Le nouveau patron d’Intesa Sanpaolo devra s’imposer dans un contexte mouvementé
L’action Intesa Sanpaolo a été chahutée hier à la Bourse de Milan, au lendemain de la démission du directeur général Enrico Cucchiani, remplacé au pied levé par le patron de la banque de détail Carlo Messina. Le titre a cédé 3,54% à 1,53 euro.

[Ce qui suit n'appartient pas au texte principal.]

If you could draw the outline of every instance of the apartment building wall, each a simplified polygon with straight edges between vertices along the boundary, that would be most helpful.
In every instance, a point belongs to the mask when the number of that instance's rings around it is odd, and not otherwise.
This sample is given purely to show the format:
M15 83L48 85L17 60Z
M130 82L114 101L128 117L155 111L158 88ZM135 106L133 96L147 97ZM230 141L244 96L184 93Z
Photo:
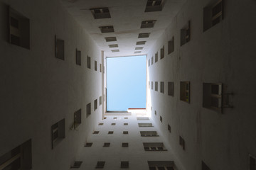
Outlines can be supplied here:
M8 6L30 20L30 50L8 42ZM0 1L0 156L32 140L33 169L68 169L102 110L101 52L59 1ZM65 60L55 57L55 35L65 41ZM75 62L76 48L82 52ZM91 57L91 69L87 57ZM95 60L97 70L95 71ZM92 113L86 118L86 105ZM82 123L70 130L74 112ZM65 118L65 137L51 148L51 126Z
M147 99L152 118L168 137L174 155L184 169L201 169L203 161L210 169L248 169L248 154L256 155L255 135L255 1L224 1L224 18L203 30L203 7L213 1L188 1L147 55L150 64ZM181 29L191 21L191 40L181 46ZM174 36L174 51L168 41ZM164 58L160 49L164 45ZM155 63L155 53L158 62ZM180 100L180 81L190 81L190 103ZM153 90L149 81L154 81ZM154 88L158 81L158 91ZM164 94L160 93L164 81ZM168 96L167 83L174 83ZM224 93L233 92L223 114L202 107L203 83L223 83ZM151 84L151 83L150 83ZM154 115L156 110L156 116ZM167 130L167 125L171 132ZM179 144L185 140L185 150Z

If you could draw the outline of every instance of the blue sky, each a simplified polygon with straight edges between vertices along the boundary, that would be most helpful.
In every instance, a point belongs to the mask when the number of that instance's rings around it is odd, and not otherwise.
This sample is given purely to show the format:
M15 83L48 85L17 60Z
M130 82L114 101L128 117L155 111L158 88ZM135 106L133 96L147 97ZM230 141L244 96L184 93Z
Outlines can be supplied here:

Mediobanca souligne que le cumul d’une instabilité politique en Italie, laquelle a justifié l’avancée du conseil d’administration de mardi à dimanche, et d’un nouveau remaniement de gouvernance peut être pris comme un signe de faiblesse par le marché. «Avec 114 milliards d’obligations souveraines italiennes et pratiquement toute son activité en Italie, Intesa est lourdement exposée aux aléas du pays», rappelle Andrea Filtri, analyste londonien de Mediobanca.
Dans un document de «clarification» transmis hier matin aux autorités boursières, le deuxième établissement transalpin s’est refusé à accabler son ex-directeur général même si les raisons officieuses de son départ auraient trait à des tensions avec le président du conseil de surveillance et les actionnaires de référence. Ces derniers sont d’influentes fondations italiennes, dont le modèle de financement repose avant tout sur les dividendes.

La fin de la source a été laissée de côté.